The Winning of the West, that drama has been called. Perhaps no act in the play attained the heights which were reached by the last one before the coming of the railroad, the one with which this story has to deal, wherein bold men allied themselves on different sides to get the contract of carrying the mails by stage-coaches on schedule time across the wilderness.
And in the tale of this great struggle there is another motive in addition to the love of adventure–and like that love, unacknowledged by those whom it stirred,–the strong instinctive desire for a closer union which exists among all Americans.
In the beginning there was a frontier two hundred miles or so west of the Mississippi River. Behind that frontier wide-stacked wood-burning locomotives were drawing long trains on tracks of steel; steamers came sighing up and down the muddy rivers; cities smeared the sky with clouds of coal smoke; under those sooty palls men in high hats and women in enormous hoop-skirts passed in afternoon promenade down the sidewalks; newspapers displayed the day’s tidings in black head-lines; the telegraph flashed messages from one end of that land to the other; and where the sharp church steeple of the most remote village cut the sky, the people read and thought and talked the same things which were being discussed in Delmonico’s at the same hour.
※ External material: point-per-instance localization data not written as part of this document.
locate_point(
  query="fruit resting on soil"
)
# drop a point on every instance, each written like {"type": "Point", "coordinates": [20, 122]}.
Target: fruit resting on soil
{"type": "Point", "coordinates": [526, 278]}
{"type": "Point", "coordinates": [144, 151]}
Beyond the Sierra Nevadas there was another civilization. In San Francisco hotel lobbies men and women passed and repassed one another dressed in Eastern fashions–some months late, but Eastern fashions none the less. Newspapers proclaimed the latest tidings from the East in large type. Men were falling out over the same political issues which embroiled men by the Atlantic seaboard; they were embarking in the same sort of business ventures.
But two thousand miles of wilderness separated these two portions of the nation. That vast expanse of prairies as level as the sea, of sage-brush plains, of snow-capped mountains and silent, deadly deserts, was made more difficult by bands of hostile Indians.
In Europe such an interval would have remained for centuries, to be spanned by the slow migration of those whom ill-fortune and bad government had driven from the more crowded communities on each side. During that time these two civilizations would have gone on in their own ways developing their own distinct customs, until in the end they would have become separate countries.
But the people east of the Mississippi and the people west of the Sierras were Americans, and the desire for a close union was strong within them. Their business habits were such that they could not carry on commercial affairs without it. Their political beliefs and their social tendencies kept them chafing for it. And furthermore it was their characteristic not to acknowledge nature’s obstacles as permanent. Two thousand miles of wild prairie, mountain ranges, and deserts simply meant a task, the more blithely to be undertaken because it was made hazardous by the presence of hostile savages.